5. The method of claim 4, wherein the at least one backplane is calculated according to

where a, b, c are constants, xo, yo, xi, yi correspondences in a first image (index 0) and a second image (index 1) and t _x , t _y , t _z , the components of the vector t / d t describes the translation of the vehicle camera and d the distance to a plane.

6. The method of claim 4 or 5, wherein the at least one ground plane is calculated according to

7. The method of claim 4, 5 or 6, wherein the at least one sidewall plane is calculated according to

8. The method according to any one of the preceding claims, wherein starting from a determined division of an image into different image areas with associated levels for a second image are first corresponding to each other Determines features in one image area in the second and subsequent third image,

From these first corresponding features, a homography for this image area is recalculated, and the newly calculated homography is used to predict the position and shape of additional corresponding features in the third image.
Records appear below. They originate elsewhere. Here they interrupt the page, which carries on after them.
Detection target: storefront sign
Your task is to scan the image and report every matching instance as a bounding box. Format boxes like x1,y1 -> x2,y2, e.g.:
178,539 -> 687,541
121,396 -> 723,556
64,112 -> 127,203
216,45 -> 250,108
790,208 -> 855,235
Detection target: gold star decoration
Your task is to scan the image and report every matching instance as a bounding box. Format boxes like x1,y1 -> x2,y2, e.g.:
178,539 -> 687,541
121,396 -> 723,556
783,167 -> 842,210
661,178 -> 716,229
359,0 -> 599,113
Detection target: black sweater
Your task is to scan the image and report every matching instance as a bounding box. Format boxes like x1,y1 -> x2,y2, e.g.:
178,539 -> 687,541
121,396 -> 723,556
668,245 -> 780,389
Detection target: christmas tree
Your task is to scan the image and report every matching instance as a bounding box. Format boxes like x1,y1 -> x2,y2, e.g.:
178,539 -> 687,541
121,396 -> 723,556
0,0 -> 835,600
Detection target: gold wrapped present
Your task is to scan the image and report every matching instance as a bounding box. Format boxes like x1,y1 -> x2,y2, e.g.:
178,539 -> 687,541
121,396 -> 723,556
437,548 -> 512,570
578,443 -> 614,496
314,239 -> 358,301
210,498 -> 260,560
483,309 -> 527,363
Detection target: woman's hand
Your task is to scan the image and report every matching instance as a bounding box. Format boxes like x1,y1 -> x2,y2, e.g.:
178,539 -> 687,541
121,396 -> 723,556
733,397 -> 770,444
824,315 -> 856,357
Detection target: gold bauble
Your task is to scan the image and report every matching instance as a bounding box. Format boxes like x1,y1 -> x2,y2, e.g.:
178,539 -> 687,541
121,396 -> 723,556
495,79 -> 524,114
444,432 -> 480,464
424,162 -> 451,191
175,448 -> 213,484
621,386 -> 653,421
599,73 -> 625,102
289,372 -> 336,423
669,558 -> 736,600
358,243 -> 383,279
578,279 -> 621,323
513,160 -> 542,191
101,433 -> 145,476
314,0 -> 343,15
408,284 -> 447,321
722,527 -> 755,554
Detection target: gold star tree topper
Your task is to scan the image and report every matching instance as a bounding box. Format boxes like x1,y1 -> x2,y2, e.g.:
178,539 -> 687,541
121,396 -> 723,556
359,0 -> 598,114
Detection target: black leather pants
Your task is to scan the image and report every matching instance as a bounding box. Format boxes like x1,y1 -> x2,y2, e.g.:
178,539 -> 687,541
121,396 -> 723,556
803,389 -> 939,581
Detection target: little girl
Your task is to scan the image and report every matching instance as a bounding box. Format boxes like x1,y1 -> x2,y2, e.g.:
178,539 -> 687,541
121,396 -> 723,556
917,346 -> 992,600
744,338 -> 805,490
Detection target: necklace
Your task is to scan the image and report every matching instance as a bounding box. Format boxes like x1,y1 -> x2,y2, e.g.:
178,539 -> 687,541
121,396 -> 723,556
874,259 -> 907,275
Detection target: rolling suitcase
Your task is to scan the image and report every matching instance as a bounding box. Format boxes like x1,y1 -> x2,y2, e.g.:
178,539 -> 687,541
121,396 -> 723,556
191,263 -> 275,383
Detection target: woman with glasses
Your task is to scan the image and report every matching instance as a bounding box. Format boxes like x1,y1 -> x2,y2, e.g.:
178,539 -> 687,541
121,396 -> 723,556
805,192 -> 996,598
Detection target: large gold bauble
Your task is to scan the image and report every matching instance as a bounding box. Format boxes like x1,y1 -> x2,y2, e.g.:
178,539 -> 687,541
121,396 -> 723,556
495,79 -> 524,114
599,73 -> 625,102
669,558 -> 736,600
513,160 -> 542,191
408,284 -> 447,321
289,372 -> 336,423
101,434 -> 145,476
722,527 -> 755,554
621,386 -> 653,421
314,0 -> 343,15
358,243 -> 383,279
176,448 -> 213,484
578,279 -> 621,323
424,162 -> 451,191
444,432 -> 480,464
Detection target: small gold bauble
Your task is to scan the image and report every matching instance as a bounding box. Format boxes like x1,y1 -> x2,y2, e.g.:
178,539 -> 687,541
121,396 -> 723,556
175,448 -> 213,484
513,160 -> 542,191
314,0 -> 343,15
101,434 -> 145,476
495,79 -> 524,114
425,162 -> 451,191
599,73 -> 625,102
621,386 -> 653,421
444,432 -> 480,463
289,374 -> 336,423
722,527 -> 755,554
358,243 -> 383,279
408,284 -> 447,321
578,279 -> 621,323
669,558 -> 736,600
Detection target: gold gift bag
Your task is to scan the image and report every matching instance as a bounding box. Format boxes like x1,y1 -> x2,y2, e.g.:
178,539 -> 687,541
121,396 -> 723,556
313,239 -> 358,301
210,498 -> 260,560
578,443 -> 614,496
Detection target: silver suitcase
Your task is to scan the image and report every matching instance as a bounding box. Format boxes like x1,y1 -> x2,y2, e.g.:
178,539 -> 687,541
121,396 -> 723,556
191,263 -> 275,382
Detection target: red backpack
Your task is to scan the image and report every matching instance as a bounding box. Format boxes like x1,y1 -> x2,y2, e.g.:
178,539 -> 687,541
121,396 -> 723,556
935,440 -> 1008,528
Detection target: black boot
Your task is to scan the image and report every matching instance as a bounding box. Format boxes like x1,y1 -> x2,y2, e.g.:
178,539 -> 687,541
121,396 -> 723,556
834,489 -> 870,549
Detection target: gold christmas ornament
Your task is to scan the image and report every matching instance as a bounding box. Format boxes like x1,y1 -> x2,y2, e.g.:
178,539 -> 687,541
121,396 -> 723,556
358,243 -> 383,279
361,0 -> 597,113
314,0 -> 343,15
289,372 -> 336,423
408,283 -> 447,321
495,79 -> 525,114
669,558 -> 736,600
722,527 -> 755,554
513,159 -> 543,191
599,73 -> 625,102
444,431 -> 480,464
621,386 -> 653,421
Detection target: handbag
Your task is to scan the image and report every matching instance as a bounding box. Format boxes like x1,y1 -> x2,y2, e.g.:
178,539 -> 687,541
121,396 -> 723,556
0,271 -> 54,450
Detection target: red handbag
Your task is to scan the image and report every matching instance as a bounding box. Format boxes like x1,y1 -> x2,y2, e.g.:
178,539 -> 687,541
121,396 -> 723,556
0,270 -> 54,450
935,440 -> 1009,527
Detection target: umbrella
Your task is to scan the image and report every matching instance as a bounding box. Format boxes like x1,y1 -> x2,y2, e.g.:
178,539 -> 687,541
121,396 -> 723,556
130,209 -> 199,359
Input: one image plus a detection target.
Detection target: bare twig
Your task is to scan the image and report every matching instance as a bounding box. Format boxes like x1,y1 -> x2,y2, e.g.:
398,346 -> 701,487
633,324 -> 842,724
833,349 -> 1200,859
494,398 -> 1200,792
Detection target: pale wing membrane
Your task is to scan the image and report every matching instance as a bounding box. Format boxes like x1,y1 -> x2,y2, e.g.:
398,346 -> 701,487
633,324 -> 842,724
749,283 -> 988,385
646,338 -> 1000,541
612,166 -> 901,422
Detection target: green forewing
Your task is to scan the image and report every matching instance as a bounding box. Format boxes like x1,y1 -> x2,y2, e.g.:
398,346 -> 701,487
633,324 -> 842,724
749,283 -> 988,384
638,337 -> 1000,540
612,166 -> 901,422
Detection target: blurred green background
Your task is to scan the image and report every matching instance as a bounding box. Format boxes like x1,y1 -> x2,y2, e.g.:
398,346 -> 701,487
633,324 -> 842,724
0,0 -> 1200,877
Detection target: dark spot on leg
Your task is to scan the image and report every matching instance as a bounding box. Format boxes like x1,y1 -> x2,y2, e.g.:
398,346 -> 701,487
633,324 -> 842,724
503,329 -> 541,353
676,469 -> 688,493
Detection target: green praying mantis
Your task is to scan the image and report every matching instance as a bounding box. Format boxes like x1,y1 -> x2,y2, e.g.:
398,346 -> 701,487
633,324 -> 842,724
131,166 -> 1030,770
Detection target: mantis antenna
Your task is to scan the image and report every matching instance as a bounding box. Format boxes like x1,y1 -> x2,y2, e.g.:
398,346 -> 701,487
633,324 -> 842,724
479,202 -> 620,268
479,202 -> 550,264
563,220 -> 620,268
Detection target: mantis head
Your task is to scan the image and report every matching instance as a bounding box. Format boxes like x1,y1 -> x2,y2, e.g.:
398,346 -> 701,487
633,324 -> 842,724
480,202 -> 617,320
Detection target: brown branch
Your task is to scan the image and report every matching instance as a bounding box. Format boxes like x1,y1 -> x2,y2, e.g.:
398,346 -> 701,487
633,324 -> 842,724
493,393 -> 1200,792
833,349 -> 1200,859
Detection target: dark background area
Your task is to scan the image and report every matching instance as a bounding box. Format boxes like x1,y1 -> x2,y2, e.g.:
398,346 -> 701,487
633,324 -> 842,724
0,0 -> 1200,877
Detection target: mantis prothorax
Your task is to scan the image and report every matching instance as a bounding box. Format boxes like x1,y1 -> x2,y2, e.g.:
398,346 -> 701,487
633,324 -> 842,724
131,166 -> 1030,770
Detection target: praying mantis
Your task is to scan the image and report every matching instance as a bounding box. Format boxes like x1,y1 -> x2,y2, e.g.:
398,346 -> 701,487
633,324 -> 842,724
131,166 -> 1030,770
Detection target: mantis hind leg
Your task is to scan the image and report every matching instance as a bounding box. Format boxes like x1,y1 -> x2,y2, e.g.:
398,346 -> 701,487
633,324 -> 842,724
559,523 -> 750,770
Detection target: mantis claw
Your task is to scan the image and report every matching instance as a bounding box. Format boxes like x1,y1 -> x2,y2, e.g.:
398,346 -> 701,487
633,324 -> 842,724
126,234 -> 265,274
9. Method according to one of the preceding claims, wherein if in a subsequent third image in an image area not enough first corresponding features for the recalculation of a homography can be determined,

the homograph from the second image calculated for the image area is used to predict the position and shape of additional corresponding features of the image area in the third image.

10. The method according to claim 1, wherein, for each image area with an associated plane, a current image is warmed to a previous image in accordance with the calculated homography in order to determine additional features corresponding to one another in the last image and in the current image.

11. An apparatus for detecting objects from a sequence of images of a vehicle camera, comprising:

a camera controller which is adapted to aufzu a sequence of images with the vehicle camera to take a) ^¬;

and evaluation electronics which are designed to determine b) corresponding features in one image area in two consecutive images, d) determined corresponding features in an image ^¬ area to a plane in space assigned, and

f) determine additional corresponding features in the image ^¬ area taking into account the associated level.